4. The apparatus according to claim 1, further comprising:a third analog-to-digital converter configured to generate a third stream of digital data.

5. The apparatus according to claim 4, wherein the third stream of digital data is concurrent with the first and second streams of digital data.

6. The apparatus according to claim 4, wherein the clock generator is configured to cause, in response to the mode instruction designating the standard operating mode, the third analog-to-digital converter to convert the second stream of sampled values into the third stream of digital data.

7. The apparatus according to claim 4, wherein the clock generator is configured to cause, in response to the mode instruction designating an alternative operating mode, the third analog-to-digital converter to convert a third stream of sampled values into the third stream of digital data.

8. The apparatus according to claim 7, further comprising:a third sampler configured to produce, in response to sampling an analog input signal on a third input channel, the third stream of sampled values.

9. The apparatus according to claim 4, further comprising:a fourth analog-to-digital converter configured to generate a fourth stream of digital data.

10. The apparatus according to claim 9, wherein the fourth stream of digital data is concurrent with the second and third streams of digital data.

11. The apparatus according to claim 9, wherein the clock generator is configured to cause, in response to the mode instruction designating the standard operating mode, the fourth analog-to-digital converter to convert the second stream of sampled values into the fourth stream of digital data.

12. The apparatus according to claim 9, wherein the clock generator is configured to cause, in response to the mode instruction designating a baseline operating mode, the fourth analog-to-digital converter to convert a fourth stream of sampled values into the fourth stream of digital data.

13. The apparatus according to claim 12, further comprising:a fourth sampler configured to produce, in response to sampling an analog input signal on a fourth input channel, the fourth stream of sampled values.

14. The apparatus according to claim 1, wherein an integrated circuit chip comprises the apparatus.

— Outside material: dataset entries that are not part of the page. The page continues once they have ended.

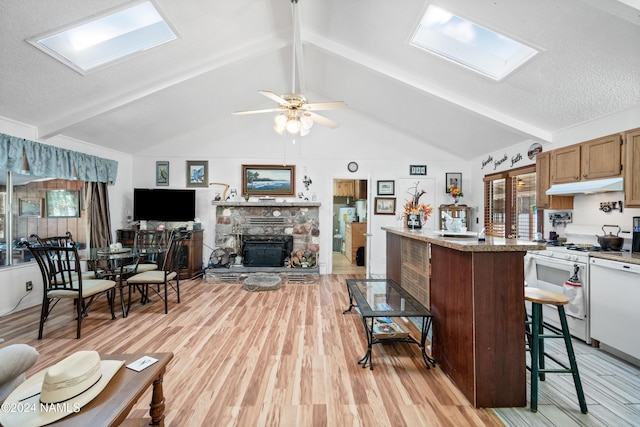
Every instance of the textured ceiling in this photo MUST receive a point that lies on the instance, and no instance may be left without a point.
(356, 51)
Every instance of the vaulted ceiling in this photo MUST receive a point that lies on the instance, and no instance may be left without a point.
(356, 51)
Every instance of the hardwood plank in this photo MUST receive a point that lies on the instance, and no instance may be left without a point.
(284, 357)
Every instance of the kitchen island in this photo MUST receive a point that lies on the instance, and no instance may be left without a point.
(475, 291)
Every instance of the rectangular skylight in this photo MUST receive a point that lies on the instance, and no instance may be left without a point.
(90, 45)
(470, 44)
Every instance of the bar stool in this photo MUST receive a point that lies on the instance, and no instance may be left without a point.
(536, 337)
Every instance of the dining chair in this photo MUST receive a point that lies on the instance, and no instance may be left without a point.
(166, 277)
(63, 279)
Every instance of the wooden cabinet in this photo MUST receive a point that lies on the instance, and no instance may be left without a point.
(360, 189)
(191, 262)
(192, 259)
(596, 159)
(543, 182)
(632, 163)
(344, 188)
(602, 157)
(565, 164)
(354, 238)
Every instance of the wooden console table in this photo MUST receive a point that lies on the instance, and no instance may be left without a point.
(114, 403)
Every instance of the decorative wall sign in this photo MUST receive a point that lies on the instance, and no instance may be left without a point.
(162, 173)
(197, 173)
(417, 169)
(268, 180)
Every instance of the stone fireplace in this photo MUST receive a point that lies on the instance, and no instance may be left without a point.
(266, 233)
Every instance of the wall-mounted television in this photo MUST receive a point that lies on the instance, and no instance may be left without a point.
(164, 205)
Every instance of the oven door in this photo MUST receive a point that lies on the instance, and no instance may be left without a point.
(548, 273)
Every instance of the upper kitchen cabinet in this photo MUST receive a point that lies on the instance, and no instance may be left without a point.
(343, 188)
(543, 182)
(360, 189)
(596, 159)
(632, 162)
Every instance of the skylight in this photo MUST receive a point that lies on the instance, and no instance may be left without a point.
(93, 44)
(470, 44)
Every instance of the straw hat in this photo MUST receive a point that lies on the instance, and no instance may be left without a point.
(59, 390)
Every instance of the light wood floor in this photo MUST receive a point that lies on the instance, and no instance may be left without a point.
(341, 265)
(288, 358)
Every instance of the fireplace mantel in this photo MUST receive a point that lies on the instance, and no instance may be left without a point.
(269, 203)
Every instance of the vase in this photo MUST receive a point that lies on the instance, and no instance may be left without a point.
(414, 221)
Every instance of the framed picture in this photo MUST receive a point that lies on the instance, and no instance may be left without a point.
(197, 173)
(386, 188)
(30, 207)
(385, 206)
(162, 173)
(453, 178)
(269, 180)
(63, 203)
(417, 169)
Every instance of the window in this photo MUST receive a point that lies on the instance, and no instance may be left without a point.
(469, 44)
(510, 204)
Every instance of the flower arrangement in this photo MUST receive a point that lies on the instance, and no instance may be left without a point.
(455, 192)
(414, 206)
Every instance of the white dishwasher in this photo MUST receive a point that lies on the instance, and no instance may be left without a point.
(615, 302)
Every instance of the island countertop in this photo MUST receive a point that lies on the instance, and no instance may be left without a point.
(467, 243)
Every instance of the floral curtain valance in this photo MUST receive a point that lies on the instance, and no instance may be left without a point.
(33, 158)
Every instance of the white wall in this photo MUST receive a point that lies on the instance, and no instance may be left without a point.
(585, 208)
(12, 279)
(381, 152)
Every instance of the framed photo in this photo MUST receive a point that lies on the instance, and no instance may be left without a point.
(385, 206)
(197, 173)
(417, 169)
(30, 207)
(269, 180)
(63, 203)
(453, 178)
(162, 173)
(386, 188)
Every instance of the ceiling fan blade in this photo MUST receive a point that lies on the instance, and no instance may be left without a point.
(322, 120)
(317, 106)
(280, 100)
(268, 110)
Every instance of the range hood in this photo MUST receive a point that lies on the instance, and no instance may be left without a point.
(586, 187)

15. A method comprising:sampling, by a first sampler, an analog input signal on a first input channel to produces a first stream of sampled values;generating, by a first analog-to-digital converter, a first stream of digital data;sampling, by a second sampler, an analog input signal on a second input channel to produce a second stream of sampled values;converting, by a second analog-to-digital converter, the second stream of sampled values into a second stream of digital data;causing, by a clock generator in response to a mode instruction designating a custom operating mode, the first analog-to-digital converter to convert the first stream of sampled values into the first stream of digital data; andcausing, by the clock generator in response to the mode instruction designating a standard operating mode, the first analog-to-digital converter to convert the second stream of sampled values into the first stream of digital data.

16. The method of claim 15, wherein the first stream of digital data is concurrent with the second stream of digital data.

17. The method of claim 15, further comprising:receiving, by the clock generator, the mode instruction from a controller.

18. The method of claim 15, further comprising:generating, by a third analog-to-digital converter, a third stream of digital data.

19. The method of claim 18, further comprising:causing, by the clock generator in response to the mode instruction designating an alternative operating mode, the third analog-to-digital converter to convert a third stream of sampled values into the third stream of digital data.

20. The method of claim 19, further comprising:producing, by a third sampler in response to sampling an analog input signal on a third input channel, the third stream of sampled values.